Order-complete chains have a very special property. Suppose that $X$ and $Y$ are chains and $X_0$ is a subset of $X,$ and that $f$ is an order-preserving function from $X_0$ to $Y\,.$ The problem is: Does there exist an isotone extension of $f$ whose domain is $X\,?$ Unless some restriction is made on $f,$ the answer is "no", for if $X$ is the set of all positive real numbers, $X_0$ is the subset consisting of all the numbers which are less then one, $Y= X_0$ and $f$ is the identity map, then it is easy to see that there is no isotone function.
(Assuming an extension $f^{-},$ what is $f^{-}(1)\,$?) But this example also indicates the nature of difficulty, for $X_0$ is a subset of $X$ which has an upper bound and $f[X_0]$ has no upper bound.

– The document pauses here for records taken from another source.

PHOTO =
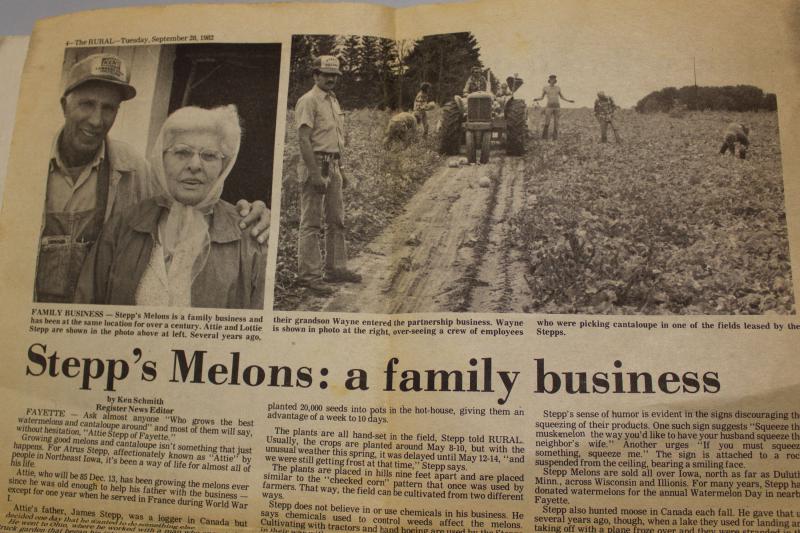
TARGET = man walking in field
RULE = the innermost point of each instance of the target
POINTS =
(604, 108)
(553, 109)
(736, 132)
(320, 126)
(421, 106)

If an isotone extension $f^-$ exists, then the image under $f^-$ of an upper bound for a set $A$ is surely an upper bound for $f[A]\,.$
The above excerpt is taken from General Topology by Kelley; here he discusses whether an isotone extension exists or not.
I didn't get the example.
Why, if $X_0 =\{x\in \mathbb R: x\lt 1\}$ and $Y= X_0,$ there is no isotone function?
How come $X_0$ has an upper bound and not $f[X_0]\,?$
What/Why is basically the "restriction" the author is talking about, necessary to be an isotone extension?
Clearly $X_0$ has an upper bound in $\Bbb R$, for example $1$. But in $X_0$ it has no upper bound, because that would correspond to a maximal element strictly below $1$ in the real numbers.
So how can we extend the identity function to remain monotone? It would have to map bounded sets to bounded sets, but it is impossible to bound $X_0$ in $X_0$, so you cannot map any upper bound of $X_0$ from $\Bbb R$ into $X_0$ by extending the identity function and preserving monotonicity.